The new founding brings the total number of HIV carriers to 2,226, including 289 AIDS patients, in the Chinese capital as of the end of July.
Intravenous drug-use and unsafe sex are the two major channels of HIV transmission among Chinese and foreigners respectively, according to the center.
To curb the spread of the killer disease, the municipal government began offering free consultations and tests on the HIV virus in August last year. The municipal disease control center and disease control centers in the city's 18 districts and counties are responsible for carrying out relevant consultations and tests.
By the end of July, the city had offered free consultation and tests for 6,009 people, 37 of whom were found to be HIV-infected.
Meanwhile, Beijing has also publically promoted the use of condoms and launched a clean needle exchange project to curb the spread of the disease.

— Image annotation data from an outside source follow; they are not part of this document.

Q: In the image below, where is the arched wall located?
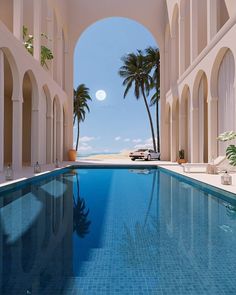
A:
[217,49,236,155]
[191,70,208,163]
[0,0,13,32]
[179,0,190,74]
[165,25,172,92]
[179,85,191,161]
[171,4,179,85]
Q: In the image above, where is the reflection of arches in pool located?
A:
[21,185,37,272]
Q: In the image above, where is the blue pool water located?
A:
[0,168,236,295]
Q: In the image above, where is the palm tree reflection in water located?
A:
[120,171,159,267]
[73,173,91,238]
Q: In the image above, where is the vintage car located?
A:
[129,149,160,161]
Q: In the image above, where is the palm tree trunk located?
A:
[156,90,160,153]
[141,85,157,152]
[75,120,79,151]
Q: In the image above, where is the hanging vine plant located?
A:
[23,26,53,69]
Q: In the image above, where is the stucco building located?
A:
[0,0,236,170]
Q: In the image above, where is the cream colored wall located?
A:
[0,0,236,169]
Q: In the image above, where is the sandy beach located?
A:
[80,151,130,160]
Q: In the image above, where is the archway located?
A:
[192,71,208,163]
[165,25,171,92]
[53,96,63,162]
[165,103,171,161]
[3,53,13,165]
[42,85,53,164]
[216,0,229,32]
[22,70,41,165]
[217,49,236,155]
[179,85,191,161]
[179,0,190,74]
[73,17,159,155]
[0,0,13,32]
[171,4,179,84]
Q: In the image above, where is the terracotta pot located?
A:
[68,149,77,161]
[177,159,186,164]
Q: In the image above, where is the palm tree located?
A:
[73,173,91,238]
[119,50,156,151]
[73,84,92,151]
[145,47,160,152]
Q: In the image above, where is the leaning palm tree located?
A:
[73,84,92,151]
[145,47,160,152]
[118,50,156,151]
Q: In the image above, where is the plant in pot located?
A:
[177,149,186,164]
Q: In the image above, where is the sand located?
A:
[83,151,130,160]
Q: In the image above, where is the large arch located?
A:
[191,70,208,163]
[217,49,236,155]
[165,24,171,92]
[209,47,236,157]
[0,47,21,170]
[22,70,40,165]
[0,0,13,32]
[216,0,229,32]
[179,0,190,74]
[165,103,171,160]
[1,52,13,165]
[179,85,191,162]
[42,84,53,164]
[171,4,179,85]
[53,96,63,162]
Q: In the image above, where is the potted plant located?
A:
[68,149,77,162]
[177,149,186,164]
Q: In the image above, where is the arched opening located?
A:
[171,4,179,84]
[22,70,41,166]
[192,71,208,163]
[23,0,34,35]
[62,30,66,90]
[198,73,208,163]
[165,104,171,160]
[217,49,236,155]
[22,73,33,166]
[171,98,179,161]
[216,0,229,32]
[53,96,63,162]
[42,85,53,164]
[53,11,59,82]
[62,107,67,160]
[165,25,171,92]
[196,0,207,54]
[180,86,190,161]
[180,0,190,74]
[0,0,13,32]
[74,17,159,156]
[3,53,13,165]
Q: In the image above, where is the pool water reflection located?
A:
[0,168,236,295]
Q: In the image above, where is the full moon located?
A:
[96,90,107,101]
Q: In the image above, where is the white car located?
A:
[129,149,160,161]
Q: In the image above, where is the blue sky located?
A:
[74,18,157,154]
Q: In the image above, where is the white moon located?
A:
[96,90,107,101]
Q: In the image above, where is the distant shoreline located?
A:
[77,151,130,160]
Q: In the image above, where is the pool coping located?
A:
[158,166,236,205]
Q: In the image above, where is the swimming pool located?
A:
[0,167,236,295]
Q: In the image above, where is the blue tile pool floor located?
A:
[0,168,236,295]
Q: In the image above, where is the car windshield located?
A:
[138,149,146,152]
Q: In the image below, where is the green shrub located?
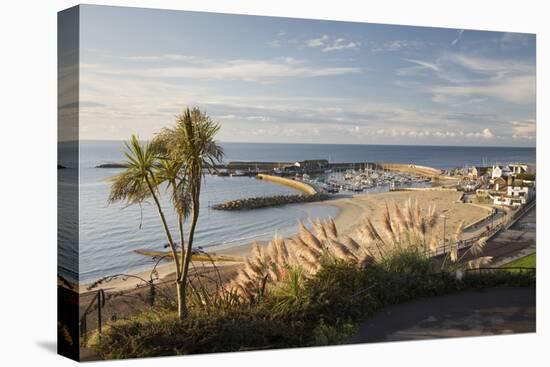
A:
[380,248,436,275]
[312,319,355,346]
[89,251,536,359]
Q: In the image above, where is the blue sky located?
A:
[75,6,536,146]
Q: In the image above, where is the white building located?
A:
[491,165,512,180]
[493,184,535,206]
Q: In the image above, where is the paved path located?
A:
[348,288,536,344]
[490,206,537,266]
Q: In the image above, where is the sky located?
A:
[75,5,536,147]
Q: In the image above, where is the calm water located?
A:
[58,141,535,282]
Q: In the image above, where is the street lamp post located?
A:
[440,214,447,253]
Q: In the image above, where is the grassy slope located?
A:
[505,253,537,268]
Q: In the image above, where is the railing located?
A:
[425,199,536,256]
[80,289,105,337]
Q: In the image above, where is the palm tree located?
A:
[108,135,181,312]
[154,107,223,317]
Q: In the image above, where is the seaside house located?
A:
[492,176,535,207]
[491,165,512,180]
[468,166,491,180]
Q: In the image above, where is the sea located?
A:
[58,141,536,283]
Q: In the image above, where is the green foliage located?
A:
[505,254,537,268]
[313,319,355,346]
[90,311,306,359]
[381,247,435,275]
[89,251,536,358]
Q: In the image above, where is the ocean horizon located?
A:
[58,140,536,283]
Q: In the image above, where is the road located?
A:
[348,288,536,344]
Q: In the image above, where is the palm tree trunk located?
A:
[145,177,183,318]
[180,174,201,318]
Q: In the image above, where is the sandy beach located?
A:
[79,190,490,293]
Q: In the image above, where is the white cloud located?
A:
[510,120,536,139]
[451,29,464,46]
[305,34,361,52]
[306,34,329,48]
[403,59,439,71]
[323,38,361,52]
[82,58,361,82]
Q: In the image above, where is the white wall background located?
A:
[0,0,550,367]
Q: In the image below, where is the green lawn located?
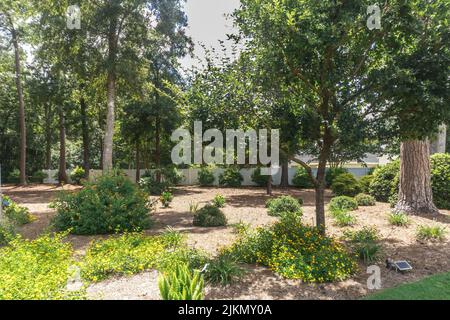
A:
[366,272,450,300]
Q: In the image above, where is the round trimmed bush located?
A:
[219,167,244,188]
[52,172,152,235]
[431,153,450,209]
[355,193,376,207]
[70,167,85,185]
[266,196,303,216]
[198,167,216,187]
[252,167,269,187]
[331,173,361,197]
[325,167,349,188]
[193,204,227,227]
[329,196,358,211]
[369,160,400,202]
[359,175,373,194]
[292,167,313,189]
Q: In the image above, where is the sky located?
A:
[181,0,240,68]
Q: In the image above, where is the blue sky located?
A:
[181,0,240,68]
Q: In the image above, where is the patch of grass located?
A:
[416,226,447,241]
[366,272,450,300]
[205,254,244,286]
[331,210,356,227]
[344,227,381,264]
[212,194,225,208]
[388,212,409,227]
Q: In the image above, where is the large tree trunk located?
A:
[103,71,116,171]
[155,114,161,183]
[395,140,438,214]
[266,175,272,196]
[44,103,52,170]
[315,158,327,233]
[430,124,447,154]
[80,93,91,180]
[280,160,289,188]
[136,141,141,183]
[103,17,118,171]
[11,27,27,185]
[58,106,68,183]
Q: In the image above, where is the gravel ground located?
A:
[4,185,450,299]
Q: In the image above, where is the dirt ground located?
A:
[3,185,450,299]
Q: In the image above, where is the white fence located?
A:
[43,167,369,186]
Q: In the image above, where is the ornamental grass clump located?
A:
[222,214,357,282]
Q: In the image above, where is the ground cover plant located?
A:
[222,214,357,282]
[0,234,84,300]
[52,173,152,235]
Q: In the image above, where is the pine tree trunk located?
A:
[280,160,289,188]
[58,106,68,183]
[395,140,438,214]
[80,97,91,180]
[136,142,141,183]
[103,17,118,171]
[44,103,52,170]
[11,28,27,185]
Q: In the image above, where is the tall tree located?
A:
[0,0,27,185]
[234,0,448,232]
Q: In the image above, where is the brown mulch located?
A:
[3,185,450,299]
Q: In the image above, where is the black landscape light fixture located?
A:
[386,259,412,272]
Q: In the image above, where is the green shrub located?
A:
[325,167,349,188]
[31,170,48,183]
[2,196,34,226]
[328,196,358,211]
[0,235,83,300]
[81,233,167,282]
[344,227,381,264]
[416,226,447,241]
[158,264,205,300]
[193,204,227,227]
[369,160,400,202]
[189,202,198,214]
[359,175,373,194]
[159,191,173,208]
[52,173,152,235]
[355,193,376,207]
[205,254,244,286]
[292,167,313,189]
[431,153,450,210]
[332,210,356,227]
[6,169,20,183]
[389,193,398,208]
[266,196,303,217]
[0,218,16,246]
[222,214,357,282]
[219,167,244,188]
[388,212,409,227]
[198,167,216,187]
[252,167,269,187]
[212,194,225,208]
[139,166,183,196]
[70,167,86,185]
[331,173,361,197]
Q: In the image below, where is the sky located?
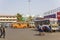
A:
[0,0,60,16]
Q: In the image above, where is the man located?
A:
[0,25,5,38]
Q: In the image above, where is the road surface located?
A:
[0,28,60,40]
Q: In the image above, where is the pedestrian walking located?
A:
[0,24,5,38]
[0,27,5,38]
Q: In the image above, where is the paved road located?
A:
[0,28,60,40]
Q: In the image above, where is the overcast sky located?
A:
[0,0,60,16]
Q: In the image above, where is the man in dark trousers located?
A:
[0,23,5,38]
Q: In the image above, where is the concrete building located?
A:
[0,15,17,23]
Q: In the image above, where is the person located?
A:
[38,25,45,35]
[0,23,5,38]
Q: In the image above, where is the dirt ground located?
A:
[0,28,60,40]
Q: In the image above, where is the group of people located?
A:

Official statistics show that among China's 840,000 people living with HIV/AIDS, 45 percent get infected through drug injection, 25 percent through blood transfusions and 30 percent through unsafe sex, a factor which has been rising steadily.
Health experts have called for reducing unprotected sexual behavior and pushing for higher condom use as "the final defense against AIDS."
China is carrying out "100 percent" condom use programs in provinces such as Hubei, Yunnan and Jiangsu, and is planning to extend them to Fujian and Beijing. Such measures, carrying the slogan "No Condom, No Sex", are designed to ensure condom provision in sites with sex workers.
Despite the "100 percent" Condom Use Project, China still faces many challenges, such as the public's lack of awareness of the importance of safe sex, certain local authorities' failure to understand the importance of HIV/AIDS prevention, low social participation and lack of access to high-quality and affordable condoms, experts say.
"The key to an adequate AIDS response in China lies in three changes: from policy to action, from pilots to scaling-up programs implementation and from health response to societal involvement," said Zhao Pengfei, program officer with the World Health organization (WHO) China office, at a recent workshop held in Henan Province, central China.